Mexico's Videgaray urges G20 to give U.S. time to OK IMF reforms

(L-R) Senator Raul Cervantes of the government's Institutional Revolutionary Party (PRI), Mexico's Finance Minister Luis Videgaray and Deputy Governor of the Bank of Mexico Roberto del Cueto attend a forum organized by Mexico's Central Bank in Mexico City October 14, 2013. REUTERS/Tomas Bravo

By Krista Hughes

WASHINGTON (Reuters) - Group of 20 countries should give the United States time to get planned reforms to the International Monetary Fund through Congress and not rush into short-term workarounds, Mexican Finance Minister Luis Videgaray said on Thursday.

Australian Finance Minister Joe Hockey is urging G20 countries to find a way around an impasse in the U.S. Congress on reforms increasing funding and widening representation at the IMF, and options are due to be discussed on Friday morning.

Videgaray said there would be a window for the U.S. Congress to pass reforms following U.S. mid-term elections in November and short-term fixes, such as ad hoc quota increases for other countries, were not the appropriate route - yet.

"It would be a mistake not to give the United States the opportunity to get it done," he said in an interview on the sidelines of the Washington meetings.

"Maybe the timing is not right in the coming months but I see a real possibility for this to be solved later on, after the November election."

The United States is the IMF's biggest shareholder and the reforms can't move forward unless ratified by the U.S. Congress.

Videgaray also said he was keen to have the IMF renew Mexico's $72 billion flexible credit line, which had never been used but was a helpful insurance policy, especially as the U.S. Federal Reserve normalized policy.

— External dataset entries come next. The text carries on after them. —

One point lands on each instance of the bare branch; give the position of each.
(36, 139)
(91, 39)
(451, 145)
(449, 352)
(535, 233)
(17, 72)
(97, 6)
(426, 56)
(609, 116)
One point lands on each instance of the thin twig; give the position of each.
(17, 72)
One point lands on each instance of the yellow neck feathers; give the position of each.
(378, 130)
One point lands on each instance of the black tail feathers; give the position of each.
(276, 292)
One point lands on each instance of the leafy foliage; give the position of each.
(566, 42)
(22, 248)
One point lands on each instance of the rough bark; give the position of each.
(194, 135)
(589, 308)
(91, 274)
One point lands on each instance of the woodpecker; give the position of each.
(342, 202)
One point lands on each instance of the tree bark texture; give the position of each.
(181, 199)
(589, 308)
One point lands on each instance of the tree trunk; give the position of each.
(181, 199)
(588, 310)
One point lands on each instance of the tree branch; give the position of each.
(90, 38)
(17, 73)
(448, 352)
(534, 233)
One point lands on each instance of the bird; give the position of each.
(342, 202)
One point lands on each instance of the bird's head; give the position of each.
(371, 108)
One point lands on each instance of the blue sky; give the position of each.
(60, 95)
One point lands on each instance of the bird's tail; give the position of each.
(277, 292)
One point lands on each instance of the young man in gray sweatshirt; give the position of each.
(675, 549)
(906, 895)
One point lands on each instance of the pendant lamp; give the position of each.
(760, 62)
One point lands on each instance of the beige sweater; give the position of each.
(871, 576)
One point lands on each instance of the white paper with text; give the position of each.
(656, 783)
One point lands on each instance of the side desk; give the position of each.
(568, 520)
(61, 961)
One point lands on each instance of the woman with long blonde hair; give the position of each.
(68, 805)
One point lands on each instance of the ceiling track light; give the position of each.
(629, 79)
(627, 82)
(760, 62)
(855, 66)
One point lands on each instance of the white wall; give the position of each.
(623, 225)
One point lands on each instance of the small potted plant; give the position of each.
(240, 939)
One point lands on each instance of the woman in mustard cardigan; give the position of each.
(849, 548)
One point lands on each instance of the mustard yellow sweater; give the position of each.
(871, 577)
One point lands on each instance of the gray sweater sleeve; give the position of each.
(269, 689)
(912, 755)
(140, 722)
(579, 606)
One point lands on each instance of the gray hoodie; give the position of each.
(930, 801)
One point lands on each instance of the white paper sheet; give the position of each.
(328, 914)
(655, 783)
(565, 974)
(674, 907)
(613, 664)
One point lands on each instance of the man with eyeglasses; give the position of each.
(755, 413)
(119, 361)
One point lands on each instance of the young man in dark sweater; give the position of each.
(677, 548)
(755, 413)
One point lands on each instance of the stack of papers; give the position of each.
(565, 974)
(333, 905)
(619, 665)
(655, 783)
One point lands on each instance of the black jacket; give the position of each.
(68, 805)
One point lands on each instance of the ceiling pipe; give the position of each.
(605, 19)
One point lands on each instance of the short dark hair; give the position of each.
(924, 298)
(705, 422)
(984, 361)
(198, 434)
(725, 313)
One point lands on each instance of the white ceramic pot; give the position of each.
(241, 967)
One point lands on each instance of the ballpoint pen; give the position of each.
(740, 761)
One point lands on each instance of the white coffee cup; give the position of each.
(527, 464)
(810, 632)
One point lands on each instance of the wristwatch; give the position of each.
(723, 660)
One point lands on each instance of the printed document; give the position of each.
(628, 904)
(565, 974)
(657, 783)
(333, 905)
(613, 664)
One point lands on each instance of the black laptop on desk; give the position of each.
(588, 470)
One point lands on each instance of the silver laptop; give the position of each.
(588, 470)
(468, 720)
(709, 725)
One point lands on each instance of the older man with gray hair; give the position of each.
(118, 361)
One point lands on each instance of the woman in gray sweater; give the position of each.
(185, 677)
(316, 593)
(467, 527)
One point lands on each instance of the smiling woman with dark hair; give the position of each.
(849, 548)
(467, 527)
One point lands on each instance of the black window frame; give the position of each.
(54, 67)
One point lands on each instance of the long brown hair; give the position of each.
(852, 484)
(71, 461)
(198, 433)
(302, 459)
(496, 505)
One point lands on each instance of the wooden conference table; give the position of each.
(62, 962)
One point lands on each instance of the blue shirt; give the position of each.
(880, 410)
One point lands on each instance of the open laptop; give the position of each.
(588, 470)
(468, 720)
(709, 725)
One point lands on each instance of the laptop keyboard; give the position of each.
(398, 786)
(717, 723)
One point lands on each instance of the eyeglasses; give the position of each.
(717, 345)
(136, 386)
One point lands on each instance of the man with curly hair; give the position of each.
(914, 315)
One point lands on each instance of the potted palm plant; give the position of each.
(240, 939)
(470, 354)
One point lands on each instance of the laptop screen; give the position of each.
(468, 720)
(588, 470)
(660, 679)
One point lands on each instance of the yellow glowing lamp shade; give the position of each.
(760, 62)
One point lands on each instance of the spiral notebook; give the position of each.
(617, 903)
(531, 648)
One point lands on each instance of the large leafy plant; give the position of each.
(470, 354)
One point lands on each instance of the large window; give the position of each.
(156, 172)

"It's important because of the pull-back in U.S. monetary policy, as monetary policy becomes more restrictive, or goes back to a normal stance, there will be some effects on the availability of liquidity to emerging markets and that includes Mexico, although our fundamentals are probably stronger than some," he said. Discussions were due to start in the second half of the year on renewing the credit line.

Growth in Mexico, Latin America's third-largest economy, is expected to pick up this year after sinking to a four-year low of 1.1 percent in 2013, but downside risks remain.

Videgaray said stronger growth in the United States, Mexico's main trading partner, was a positive for the country as well as already-announced structural reforms.

Mexico was generally well-prepared for the impact of rising U.S. interest rates, he said, but also urged the Fed to avoid a repeat of last year's market turbulence sparked by uncertainty about the timing of its tapering of asset purchases.

"The taper talk was more harmful to markets than the taper itself," he said, noting that a rise in Fed rates would pose a challenge to all emerging markets.

"What also will be very helpful, not only for Mexico but the rest of the emerging markets, is to have a very clear message from the Fed, and for markets to understand what the Fed will do when it becomes time to adjust short-term rates," he said.

"Hopefully it's done in a way (that) the markets understand it and the volatility is not as harmful as it was back in May."